Even within relatively homogenous classes, we can expect some preference variation. As in other logit applications, it is difficult to distinguish how much variation is a result of taste differences and how much is a result of scale differences. Some researchers have advocated use of scale-adjusted latent-class models or combining latent-class and mixed-logit approaches [43]. Other researchers are skeptical about whether these models offer an improvement over fully correlated mixed logit [35].

7 Available Statistical Software

There currently is no consensus on a preferred statistical software package to analyze preference data.

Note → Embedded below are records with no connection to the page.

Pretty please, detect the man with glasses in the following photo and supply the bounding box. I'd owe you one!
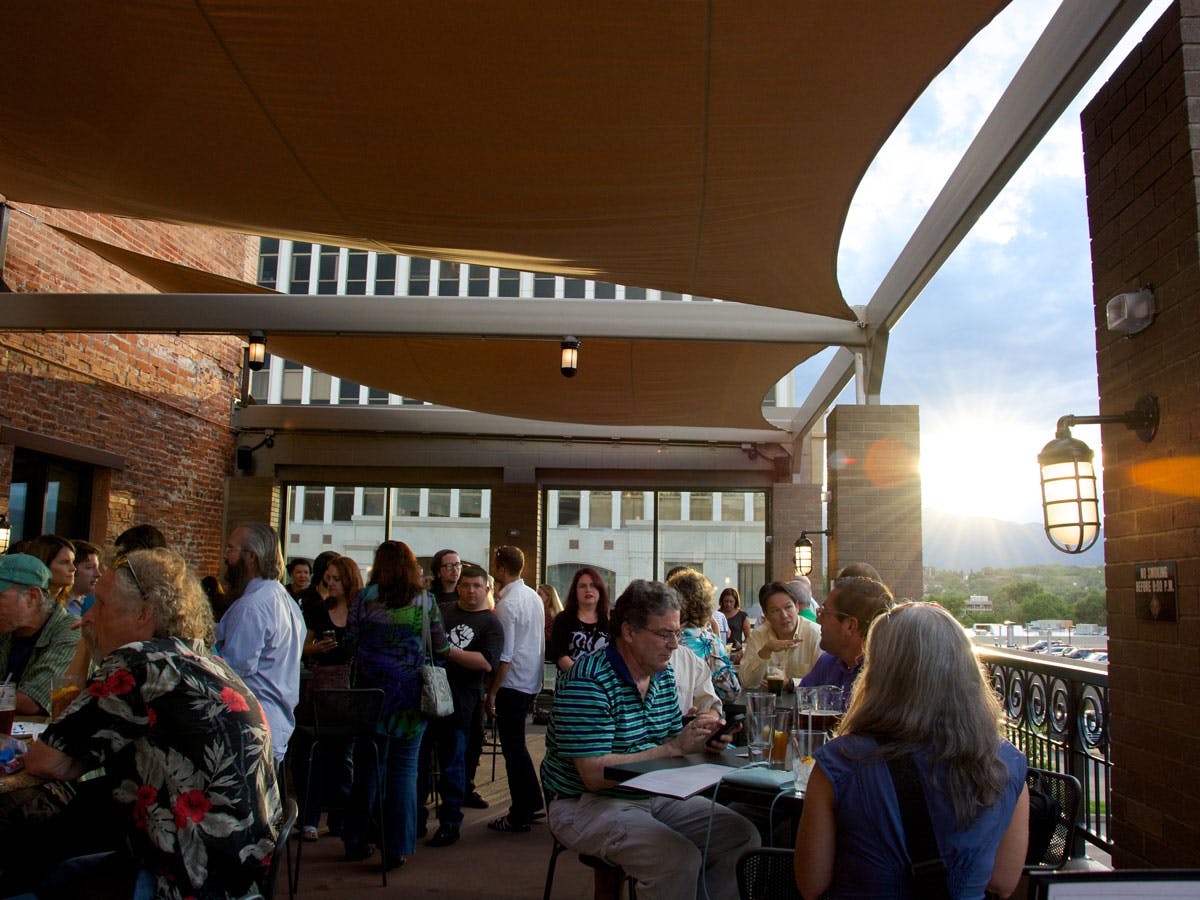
[738,581,821,690]
[216,522,307,762]
[430,550,462,604]
[800,577,893,697]
[541,581,760,900]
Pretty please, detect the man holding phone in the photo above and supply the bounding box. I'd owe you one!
[541,581,760,900]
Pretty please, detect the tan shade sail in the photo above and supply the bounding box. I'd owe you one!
[0,0,1004,319]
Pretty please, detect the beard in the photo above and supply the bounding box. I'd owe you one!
[221,558,250,604]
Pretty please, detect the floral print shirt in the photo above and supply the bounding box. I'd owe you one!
[346,584,450,738]
[42,637,280,898]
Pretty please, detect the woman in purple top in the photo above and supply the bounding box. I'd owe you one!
[796,604,1030,900]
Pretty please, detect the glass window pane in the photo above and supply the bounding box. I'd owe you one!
[558,491,580,527]
[428,487,450,518]
[458,490,484,518]
[588,491,612,528]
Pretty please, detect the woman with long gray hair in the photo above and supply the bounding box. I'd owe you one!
[796,604,1030,898]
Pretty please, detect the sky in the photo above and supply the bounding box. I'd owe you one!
[797,0,1169,522]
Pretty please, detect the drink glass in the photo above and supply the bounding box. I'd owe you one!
[0,682,17,734]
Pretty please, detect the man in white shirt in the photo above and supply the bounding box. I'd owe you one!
[216,522,306,763]
[487,547,546,833]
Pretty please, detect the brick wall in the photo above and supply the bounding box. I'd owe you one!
[1082,0,1200,868]
[826,406,924,599]
[0,204,257,572]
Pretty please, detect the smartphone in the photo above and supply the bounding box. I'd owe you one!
[707,713,746,744]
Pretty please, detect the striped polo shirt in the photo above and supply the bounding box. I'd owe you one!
[541,643,683,797]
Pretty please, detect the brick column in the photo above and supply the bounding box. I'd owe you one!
[826,406,924,600]
[1084,0,1200,868]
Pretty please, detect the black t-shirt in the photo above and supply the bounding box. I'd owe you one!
[550,612,608,662]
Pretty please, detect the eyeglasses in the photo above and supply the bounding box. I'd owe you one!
[113,553,146,600]
[642,628,683,643]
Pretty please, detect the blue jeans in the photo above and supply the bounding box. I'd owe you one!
[496,688,542,824]
[343,722,425,857]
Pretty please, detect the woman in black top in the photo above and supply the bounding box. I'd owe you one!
[550,565,608,672]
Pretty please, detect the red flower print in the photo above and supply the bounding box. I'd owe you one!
[221,688,250,713]
[104,668,137,696]
[174,791,212,828]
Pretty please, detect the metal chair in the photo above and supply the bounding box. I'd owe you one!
[1025,766,1084,872]
[292,688,388,892]
[259,799,300,900]
[738,847,800,900]
[542,792,637,900]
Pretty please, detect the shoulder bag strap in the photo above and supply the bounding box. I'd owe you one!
[888,755,950,900]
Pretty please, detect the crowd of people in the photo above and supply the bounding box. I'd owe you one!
[0,523,1028,898]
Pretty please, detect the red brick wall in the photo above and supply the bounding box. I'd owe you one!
[826,406,925,600]
[1082,0,1200,868]
[0,205,257,574]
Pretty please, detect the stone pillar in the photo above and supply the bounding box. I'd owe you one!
[1084,0,1200,868]
[488,482,541,587]
[826,406,925,600]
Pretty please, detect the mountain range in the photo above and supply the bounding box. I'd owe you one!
[922,509,1104,571]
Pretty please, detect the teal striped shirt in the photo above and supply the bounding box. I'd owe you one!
[541,644,683,797]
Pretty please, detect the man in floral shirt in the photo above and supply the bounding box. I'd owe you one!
[25,550,280,898]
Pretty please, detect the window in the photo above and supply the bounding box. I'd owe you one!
[288,244,312,294]
[558,491,580,527]
[346,250,367,294]
[317,247,341,294]
[656,491,683,522]
[438,259,460,296]
[334,487,354,522]
[427,487,450,518]
[256,238,280,288]
[280,359,304,403]
[376,253,396,296]
[392,487,421,516]
[533,272,554,296]
[467,265,492,296]
[297,485,325,522]
[620,491,646,524]
[496,269,521,296]
[362,487,388,516]
[458,490,484,518]
[588,491,612,528]
[408,259,430,296]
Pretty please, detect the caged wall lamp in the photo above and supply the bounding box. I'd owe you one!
[1038,395,1158,553]
[560,335,580,378]
[246,331,266,372]
[792,530,832,575]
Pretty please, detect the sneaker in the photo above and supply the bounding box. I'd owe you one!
[462,791,490,809]
[425,824,458,847]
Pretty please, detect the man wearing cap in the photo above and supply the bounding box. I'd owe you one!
[0,553,79,715]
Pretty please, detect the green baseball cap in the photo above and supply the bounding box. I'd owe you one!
[0,553,50,590]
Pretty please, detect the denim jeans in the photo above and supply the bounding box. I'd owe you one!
[344,722,425,857]
[496,688,542,824]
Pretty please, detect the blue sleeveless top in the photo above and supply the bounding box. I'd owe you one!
[815,734,1028,900]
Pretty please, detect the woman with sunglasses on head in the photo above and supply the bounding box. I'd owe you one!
[796,604,1030,900]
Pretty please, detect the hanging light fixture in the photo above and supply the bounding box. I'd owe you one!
[792,530,830,576]
[246,331,266,372]
[562,335,580,378]
[1038,395,1158,553]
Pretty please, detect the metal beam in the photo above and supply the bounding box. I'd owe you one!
[793,0,1150,421]
[0,294,863,347]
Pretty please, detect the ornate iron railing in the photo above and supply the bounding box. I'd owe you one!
[976,647,1112,856]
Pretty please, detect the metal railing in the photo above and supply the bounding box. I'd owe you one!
[976,647,1112,857]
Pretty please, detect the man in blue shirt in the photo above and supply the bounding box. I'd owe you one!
[541,581,760,900]
[800,577,894,700]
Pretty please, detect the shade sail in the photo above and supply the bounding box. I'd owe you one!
[0,0,1004,319]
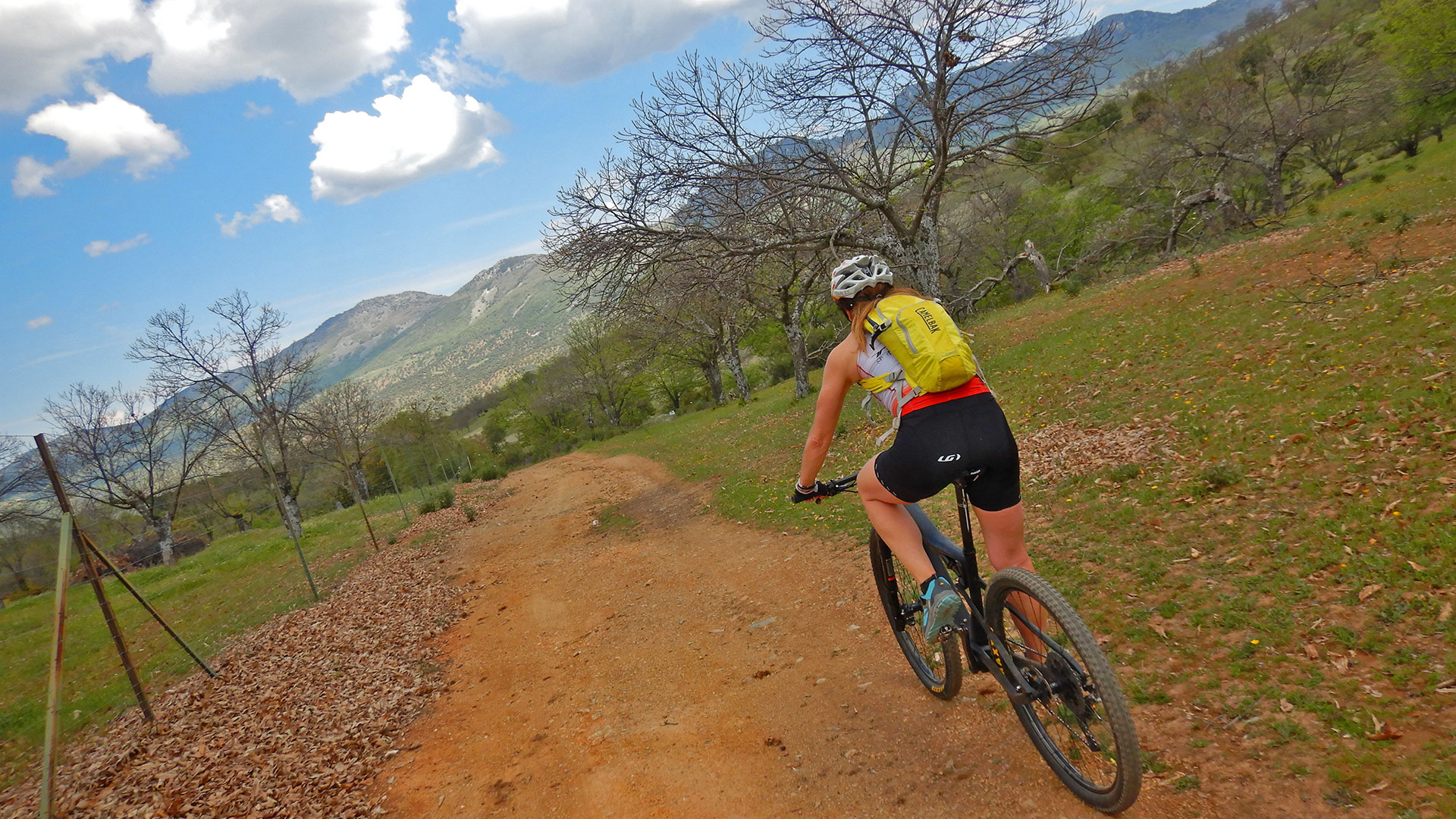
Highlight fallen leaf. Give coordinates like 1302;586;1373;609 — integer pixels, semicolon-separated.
1366;714;1405;742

However, four of the most commonly used packages for estimating the conditional-logit, mixed-logit, and latent-class models include:

LatentGOLD (https://www.statisticalinnovations.com/latent-gold-6-0/) facilitates estimating both simple and advanced latent-class models, including scale-adjusted latent class analysis, with an accessible user interface.

Sawtooth Software offers DCE data analysis as part of a self-contained suite of programs for designing surveys, constructing experimental designs, hosting survey administration, and analysis. (https://www.sawtoothsoftware.com/products/advanced-analytical-tools/cbc-hierarchical-bayes-module).

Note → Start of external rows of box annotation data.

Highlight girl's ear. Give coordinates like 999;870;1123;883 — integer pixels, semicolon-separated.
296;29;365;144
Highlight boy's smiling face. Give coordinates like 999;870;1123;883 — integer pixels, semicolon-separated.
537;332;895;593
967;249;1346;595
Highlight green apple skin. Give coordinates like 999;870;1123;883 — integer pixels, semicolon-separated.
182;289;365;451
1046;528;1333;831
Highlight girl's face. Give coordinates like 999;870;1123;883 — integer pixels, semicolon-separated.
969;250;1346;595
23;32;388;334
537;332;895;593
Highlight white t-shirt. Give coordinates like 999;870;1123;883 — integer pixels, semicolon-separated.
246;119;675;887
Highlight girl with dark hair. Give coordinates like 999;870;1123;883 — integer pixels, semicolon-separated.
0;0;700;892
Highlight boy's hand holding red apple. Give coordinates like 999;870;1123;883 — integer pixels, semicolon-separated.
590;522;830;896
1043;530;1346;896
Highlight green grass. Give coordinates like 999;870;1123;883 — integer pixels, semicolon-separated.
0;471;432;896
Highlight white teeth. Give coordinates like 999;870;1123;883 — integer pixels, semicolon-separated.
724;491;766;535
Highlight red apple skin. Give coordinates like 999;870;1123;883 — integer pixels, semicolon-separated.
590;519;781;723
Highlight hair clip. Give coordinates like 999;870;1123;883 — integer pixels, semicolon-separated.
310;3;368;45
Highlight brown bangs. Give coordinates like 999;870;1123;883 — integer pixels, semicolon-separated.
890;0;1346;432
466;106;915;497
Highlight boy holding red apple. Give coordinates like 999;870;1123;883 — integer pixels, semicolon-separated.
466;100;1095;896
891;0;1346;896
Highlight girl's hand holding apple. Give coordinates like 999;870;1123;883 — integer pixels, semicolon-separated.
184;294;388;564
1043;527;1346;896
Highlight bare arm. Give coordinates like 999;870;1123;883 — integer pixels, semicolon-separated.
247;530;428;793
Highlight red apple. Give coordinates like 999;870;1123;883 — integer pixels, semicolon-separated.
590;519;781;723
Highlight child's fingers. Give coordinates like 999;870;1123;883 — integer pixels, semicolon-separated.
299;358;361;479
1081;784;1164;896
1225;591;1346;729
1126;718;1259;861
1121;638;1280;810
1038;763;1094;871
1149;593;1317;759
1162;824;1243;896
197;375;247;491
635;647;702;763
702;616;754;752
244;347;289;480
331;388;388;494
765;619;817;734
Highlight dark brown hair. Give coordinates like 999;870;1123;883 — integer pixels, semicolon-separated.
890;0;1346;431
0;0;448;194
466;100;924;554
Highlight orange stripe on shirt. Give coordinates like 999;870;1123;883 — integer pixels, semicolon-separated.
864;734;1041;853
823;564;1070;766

Kenneth Train’s Berkeley website (https://eml.berkeley.edu/~train/software.html) offers downloads for his mixed-logit code in MATLAB and R, as well as extensive tutorial and documentation resources.

Mikołaj Czajkowski maintains a full suite of open-source Matlab choice-modeling code ( https://github.com/czaj/DCE). It is possible to read in a dataset and set it to sequentially run nearly every kind of choice model.

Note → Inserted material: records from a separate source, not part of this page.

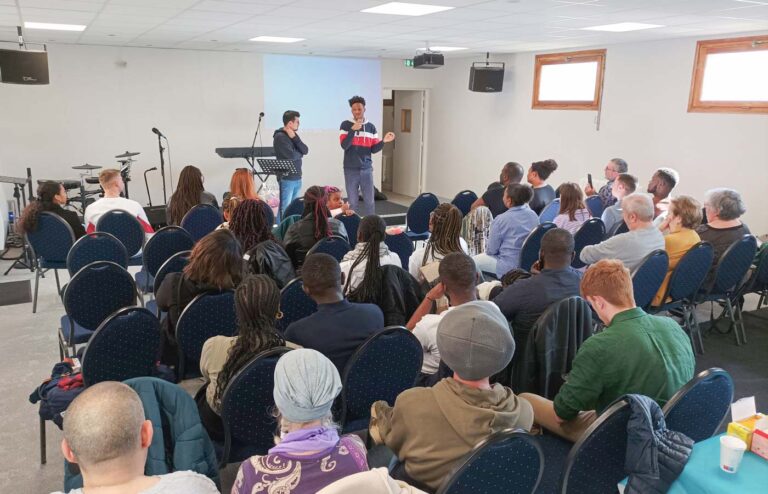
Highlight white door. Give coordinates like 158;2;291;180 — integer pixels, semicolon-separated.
392;91;424;197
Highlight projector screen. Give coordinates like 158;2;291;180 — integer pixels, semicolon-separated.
264;55;382;134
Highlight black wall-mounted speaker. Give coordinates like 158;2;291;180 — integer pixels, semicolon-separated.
0;50;49;84
469;63;504;93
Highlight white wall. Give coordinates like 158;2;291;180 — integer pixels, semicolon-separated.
382;33;768;233
0;45;381;210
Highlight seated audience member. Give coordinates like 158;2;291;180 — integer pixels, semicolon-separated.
197;274;285;442
600;173;637;233
651;196;701;306
341;214;402;294
553;182;592;235
520;259;696;442
229;168;259;200
584;158;634;210
580;193;664;271
57;381;219;494
493;228;581;348
696;188;751;265
283;185;347;268
406;252;477;382
155;230;244;365
408;202;467;282
285;254;384;373
484;184;539;279
648;168;680;226
369;300;533;489
232;348;368;494
217;193;240;230
18;182;85;240
165;165;219;225
229;199;275;252
527;159;557;215
325;185;355;218
85;168;154;234
472;161;525;218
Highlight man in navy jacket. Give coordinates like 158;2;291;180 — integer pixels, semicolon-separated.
339;96;395;216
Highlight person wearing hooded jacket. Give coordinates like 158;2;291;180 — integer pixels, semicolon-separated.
272;110;309;222
369;300;533;490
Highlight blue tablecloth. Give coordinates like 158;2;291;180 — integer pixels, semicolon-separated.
622;436;768;494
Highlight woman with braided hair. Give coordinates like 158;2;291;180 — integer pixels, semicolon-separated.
197;274;285;441
283;185;347;269
229;199;275;252
340;214;400;296
408;202;467;281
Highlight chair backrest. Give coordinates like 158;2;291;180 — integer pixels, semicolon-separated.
384;232;413;270
560;399;630;494
221;347;290;463
632;249;669;310
710;235;757;294
405;192;440;233
64;261;137;331
451;190;477;216
520;222;557;271
282;197;304;218
96;209;145;257
82;307;160;386
571;218;605;268
437;429;544;494
341;326;424;427
176;290;237;379
584;196;604;218
179;204;224;243
27;211;75;267
336;214;360;249
662;367;733;442
154;250;192;293
277;278;317;332
305;235;352;262
664;242;715;302
142;226;197;276
539;197;560;223
67;232;128;276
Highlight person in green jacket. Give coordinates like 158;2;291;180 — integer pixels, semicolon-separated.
520;259;696;442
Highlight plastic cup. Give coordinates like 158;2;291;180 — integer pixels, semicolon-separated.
720;436;747;473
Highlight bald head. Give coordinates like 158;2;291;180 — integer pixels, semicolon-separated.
64;381;144;468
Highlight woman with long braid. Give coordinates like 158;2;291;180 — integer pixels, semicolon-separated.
340;214;400;302
229;199;275;252
197;274;285;441
283;185;347;269
408;203;467;281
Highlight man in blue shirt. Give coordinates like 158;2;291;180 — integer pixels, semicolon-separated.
285;254;384;374
493;228;581;348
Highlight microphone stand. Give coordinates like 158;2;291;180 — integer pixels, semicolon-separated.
157;134;168;204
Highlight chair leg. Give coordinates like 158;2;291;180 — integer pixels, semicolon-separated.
39;417;46;465
32;266;40;314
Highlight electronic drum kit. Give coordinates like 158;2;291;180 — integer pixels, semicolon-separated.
37;151;141;214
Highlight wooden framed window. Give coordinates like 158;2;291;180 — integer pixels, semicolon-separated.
532;50;606;110
688;36;768;113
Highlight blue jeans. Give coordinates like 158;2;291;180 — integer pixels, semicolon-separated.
277;179;301;223
344;168;375;217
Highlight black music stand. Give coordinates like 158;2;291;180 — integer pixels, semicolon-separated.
256;158;299;220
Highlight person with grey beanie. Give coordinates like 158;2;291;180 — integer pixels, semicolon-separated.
232;348;368;494
369;300;533;490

Stephan Hess’ Apollo suite of choice-modeling software (https://cran.r-project.org/web/packages/apollo/index.html) is written in open-source R. Apollo has a very active user group to help identify problems and solutions. Specifying Apollo models can be complicated, but for advanced users Apollo can estimate almost any imaginable model. The Supplementary Material includes Apollo programs and output for the analysis of the headache example in this article, as well as code from the simpler gmnl package for all the specifications discussed.

As with model specification, these software options come with unique combinations of advantages and disadvantages. Each has an active user base, and it is likely that someone already has answered any question you may have. Note that that, especially for the estimation procedures that are based on simulation methods, while generally close, results between packages can differ due to different random seeds, convergence criteria, and other assumptions and settings. However, there is a risk of reaching a local maximum from a single starting point. It is strongly advised to replicate your final model from different starting points and to report in detail the choices made in the analysis and estimation.

8 Conclusion

Our headache example suggests that results can differ considerably among model approaches, but there is no simple generalization about which approach works best for out-of-sample prediction [44]. Thus, researchers must assess the model structure that accounts best for their research objectives, study design, and sample size. More complex models place heavy demands on data and may not be a feasible option for small samples. Estimation with simulation methods also can take several hours to find a solution if the algorithm can even find one. A prudent approach is to start with conditional-logit to explore the structure of the data and test model specifications. After identifying one or more plausible model specifications, proceed to estimate either mixed-logit or latent-class models, depending on study objectives, prior knowledge of the likely form of taste heterogeneity, ability of sample size to support correlated mixed logit estimates, and model performance.